Finisterre ha sido considerado durante siglos el límite de las tierras conocidas, la frontera del Más Allá, el Fin del Mundo.
El origen del Camino a Finisterre es incierto, pero son mayoría los historiadores que consideran a este cabo como el auténtico término de las antiguas peregrinaciones paganas anteriores a la cristianización.
La punta es un acantilado donde parece que estaba el Ara Solis de la Antigüedad para la celebración de los ritos solares. Tradicionalmente se considera el punto más occidental del continente, aunque en realidad no le corresponda tal título.
Desde el principio de los tiempos Finisterre evoca un misterio insondable en el alma de los hombres. Las raíces del aura legendaria de estos parajes, abiertos a la inmensidad del Océano Atlántico, descansan en la mitología de los primeros pobladores de Europa. Los antiguos creían que el mundo terrenal daba paso, con la llegada de la muerte, a otra existencia en una isla situada al oeste, donde se ponía el sol. En las leyendas celtas es frecuente encontrar imágenes de héroes que hacen su último viaje a este paraíso en una barca de piedra. Esta unión de piedra, mar y espiritualidad pervive en distintas formas a lo largo de la Costa da Morte.

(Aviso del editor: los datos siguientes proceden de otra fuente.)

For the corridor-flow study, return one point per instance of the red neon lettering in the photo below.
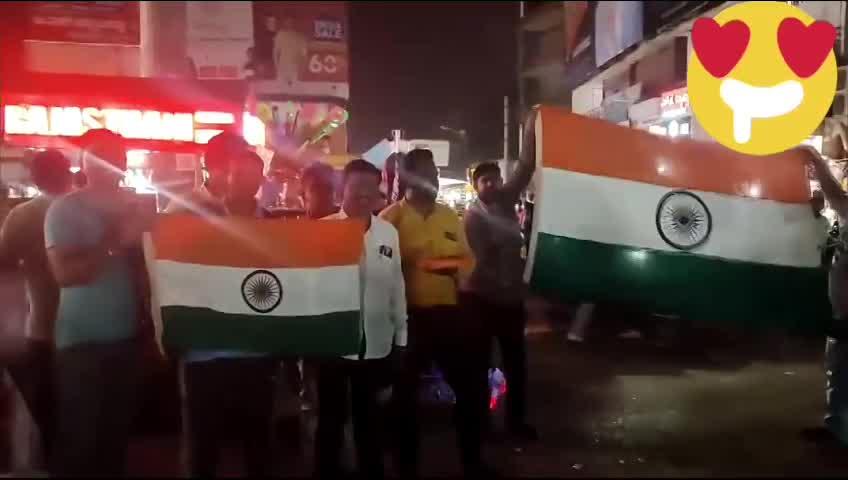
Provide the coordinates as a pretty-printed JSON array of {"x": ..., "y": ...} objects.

Cuando los romanos llegaron a este lugar, presenciaron por primera vez el espectáculo sobrecogedor del sol hundiéndose en las aguas. Encontraron un altar dedicado al astro rey, el Ara Solis, erigido por las tribus celtas de la zona.
Antes de la llegada del Cristianismo los europeos ya veían en Fisterra un destino obligado de peregrinación. Pero tras el descubrimiento de la tumba del Apóstol, la ruta hacia el occidente atlántico alcanzó su máximo esplendor. El Camino de Santiago, guiado por las luces de la Vía Láctea, termina aquí, frente al océano. Así pues, el visitante que deje volar su mirada desde este promontorio, no sólo disfrutará de unas vistas de gran belleza. Estará participando de un mito que intimida y atrae a los hombres desde hace miles de años.